Playing evil with VMWare ESX Server

During the past month, I've been working on migrating some servers onto a VMWare ESX Server. I did test VMWare Workstation a long time ago, and have had a VMWare Server on my work laptop since it has been freed (as in beer), but ESX Server is something else.

It seems to me, though, that except it can run unmodified OSes without VT/Pacifica technology, it is not technically superior to what you can do with Xen and other free software. For instance, it may be possible to do better virtual switching setups with "standard" linux bridges and ebtables. But from the administrator perspective ESX Server has the advantage of its administration console. I'm still waiting to see a nice and featureful free (as in speech) configuration software for Xen (or maybe, dear lazyweb, could you show me some good urls I missed).

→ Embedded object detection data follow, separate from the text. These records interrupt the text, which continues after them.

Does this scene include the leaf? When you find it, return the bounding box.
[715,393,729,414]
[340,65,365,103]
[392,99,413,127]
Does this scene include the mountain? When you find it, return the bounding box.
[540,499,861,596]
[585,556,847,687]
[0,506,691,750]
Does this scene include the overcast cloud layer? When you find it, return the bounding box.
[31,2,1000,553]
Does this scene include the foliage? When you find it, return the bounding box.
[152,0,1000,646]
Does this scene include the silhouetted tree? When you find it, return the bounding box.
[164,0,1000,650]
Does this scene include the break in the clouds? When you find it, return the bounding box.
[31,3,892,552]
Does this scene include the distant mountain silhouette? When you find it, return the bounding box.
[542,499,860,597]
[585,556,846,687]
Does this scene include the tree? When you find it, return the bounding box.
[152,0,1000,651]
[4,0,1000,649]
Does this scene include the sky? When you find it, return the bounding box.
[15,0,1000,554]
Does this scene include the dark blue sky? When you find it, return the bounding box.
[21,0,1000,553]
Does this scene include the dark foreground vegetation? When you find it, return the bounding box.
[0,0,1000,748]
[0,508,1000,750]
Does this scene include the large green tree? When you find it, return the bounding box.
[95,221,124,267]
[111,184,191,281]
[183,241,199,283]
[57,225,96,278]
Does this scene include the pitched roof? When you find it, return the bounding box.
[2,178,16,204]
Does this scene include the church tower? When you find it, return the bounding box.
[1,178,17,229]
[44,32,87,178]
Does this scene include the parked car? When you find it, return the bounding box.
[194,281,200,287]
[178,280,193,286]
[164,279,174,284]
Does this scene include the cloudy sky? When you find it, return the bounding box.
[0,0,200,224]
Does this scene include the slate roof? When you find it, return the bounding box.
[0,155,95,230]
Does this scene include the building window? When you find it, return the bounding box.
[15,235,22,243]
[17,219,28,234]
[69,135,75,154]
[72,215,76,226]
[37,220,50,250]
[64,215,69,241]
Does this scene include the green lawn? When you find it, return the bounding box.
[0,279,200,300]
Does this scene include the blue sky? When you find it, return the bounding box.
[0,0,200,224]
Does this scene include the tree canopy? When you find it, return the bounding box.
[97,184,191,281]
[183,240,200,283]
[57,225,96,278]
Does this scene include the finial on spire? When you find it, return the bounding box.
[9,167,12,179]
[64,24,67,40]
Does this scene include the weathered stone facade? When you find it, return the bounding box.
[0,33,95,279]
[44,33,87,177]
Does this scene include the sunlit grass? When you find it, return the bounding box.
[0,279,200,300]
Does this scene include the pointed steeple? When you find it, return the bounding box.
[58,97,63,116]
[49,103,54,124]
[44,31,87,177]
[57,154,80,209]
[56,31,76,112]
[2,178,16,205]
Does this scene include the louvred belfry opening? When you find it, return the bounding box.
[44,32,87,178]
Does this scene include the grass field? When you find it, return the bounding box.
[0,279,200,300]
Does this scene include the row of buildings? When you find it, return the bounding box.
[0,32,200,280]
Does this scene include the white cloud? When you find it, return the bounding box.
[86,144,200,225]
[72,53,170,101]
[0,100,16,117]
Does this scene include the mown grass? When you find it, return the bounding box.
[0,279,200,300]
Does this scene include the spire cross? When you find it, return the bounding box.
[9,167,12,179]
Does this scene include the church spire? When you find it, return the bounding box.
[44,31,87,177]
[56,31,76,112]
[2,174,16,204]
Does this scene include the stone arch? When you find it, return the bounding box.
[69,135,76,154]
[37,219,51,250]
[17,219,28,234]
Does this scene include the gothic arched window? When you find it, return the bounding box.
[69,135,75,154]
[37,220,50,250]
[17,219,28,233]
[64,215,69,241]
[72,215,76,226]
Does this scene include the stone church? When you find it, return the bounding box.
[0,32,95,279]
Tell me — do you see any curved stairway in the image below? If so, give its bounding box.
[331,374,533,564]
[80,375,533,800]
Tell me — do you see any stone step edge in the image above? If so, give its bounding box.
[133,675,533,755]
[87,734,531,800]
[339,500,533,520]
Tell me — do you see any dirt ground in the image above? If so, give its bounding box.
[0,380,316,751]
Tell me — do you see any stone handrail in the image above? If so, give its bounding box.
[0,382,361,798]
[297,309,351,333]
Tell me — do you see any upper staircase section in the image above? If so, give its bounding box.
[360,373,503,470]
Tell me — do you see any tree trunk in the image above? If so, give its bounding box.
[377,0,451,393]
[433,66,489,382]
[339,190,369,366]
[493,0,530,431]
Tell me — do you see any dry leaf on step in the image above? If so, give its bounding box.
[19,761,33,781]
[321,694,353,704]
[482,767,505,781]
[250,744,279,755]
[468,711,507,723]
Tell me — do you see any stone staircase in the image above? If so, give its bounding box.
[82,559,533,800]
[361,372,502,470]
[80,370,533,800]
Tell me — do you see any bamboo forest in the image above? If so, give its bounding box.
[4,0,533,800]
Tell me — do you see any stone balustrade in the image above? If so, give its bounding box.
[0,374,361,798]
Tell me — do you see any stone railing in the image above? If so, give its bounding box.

We don't have the full VMWare Infrastructure, though, so I can't speak of VMotion or VMHA, but that sounds neat, on paper. I never tested Xen migration either, so, I won't say it's better :)

Anyways, VMWare ESX Server is a pretty good product, but there are quite a few quirks, or even really painful misfeatures:

  • Sometimes, the console shows more items than what the user is supposed to see. Though you still can't act on these, you wouldn't expect them to show up (for example, I sometimes see items that are only supposed to appear if you have a Virtual Center, which we don't have).
  • If you rename a virtual switch, you have to go through all the VMs that were connected to it to change their network configuration accordingly.
  • You now have to edit the settings to connect/disconnect the CD drive or the network. That used to be less annoying with the console software in version 2.5.
  • You can't display more than an hour of performance graphs without a Virtual Center. Pretty painful when you only have one ESX server. (also known as the "buy more of my products business plan")
  • VMFS doesn't maintain coherency between readdir() and stat(). The d_ino readdir() returns in its struct dirent and st_ino in stat()'s struct stat don't match. This is especially annoying with Legato Networker, which checks that coherency and doesn't save files that "changed inode". To circumvent this misfeature, I installed fuse and slightly modified libfuse and the fusexmp_fh example so that I can mount a mirror of /vmfs with coherent inodes. Now VM disks can be safely saved.
  • It's impossible to create a loopback device on a file residing on VMFS. The filesystem doesn't accept the LOOP_SET_FD request. This means that, while the VM disks files are basically raw disk images, you can't directly mount the filesystems on the service console with a loopback device. Again, with the modified fusexmp_fh program, this is now possible.
  • While there was a (quite broken, as in kernel freeze) way to mount filesystems from VM disks with ESX server 2.5 (which we also tested before upgrading to version 2) with vmware-mount, the only "official" way I found to do this with version 3 is to use vcbMount, which requires a VMWare Virtual Consolidated Backup server (not really free neither as in speech nor as in beer ; seems to be another instance of the "buy more of my products business plan"), and an extra server connected to the SAN.
  • ...

As said above, we can now setup a loopback device on the VM disk files (which needs a little trickery with offsets to get the partitions positions right, but that's not very hard). While it's possible to mount filesystems from an offline disk this way, it's not a good idea to mount an ext3 filesystem from a running VM, because the filesystem is flagged for recovery, and the service console kernel would want to replay the journal, which may have nasty side effects. I don't know for NTFS yet.

There may be a solution to "cleanly" mount filesystems from an online disk, though (not yet tested):

  • Snapshot the VM which the disk is on. After that, the -flat.vmdk file is frozen (only if it's the first snapshot).
  • Use an unionfs or funionfs (over fuse) to keep the real -flat.vmdk file readonly but still can write on it, so that the service console kernel can replay the journal on the writeable part of the unionfs.
  • Loopback mount partitions from the image in the unionfs.

That would be pretty pervert (ext3 over loopback over unionfs over vmfs), but should just work. I'll post a detailed procedure.

2006-12-16 00:15:55+0900

diskimgfs

Both comments and pings are currently closed.

3 Responses to “Playing evil with VMWare ESX Server”

  1. Jim Crilly Says:

    Another option for mounting the ext3 filesystem might be the “noload” option, according to the mount man page it won’t load the journal on mount. I haven’t tried it though so I don’t know how well the ext3 driver would like a filesytem being mounted twice like that.

  2. glandium Says:

    Jim: That’s the first thing I tried… but it doesn’t work…

  3. Jim Crilly Says:

    I didn’t hold high hopes for that, ext3 just isn’t made to be mounted more than once like that. LVM snapshots, possibly combined with xfs_freeze, might be your best bet.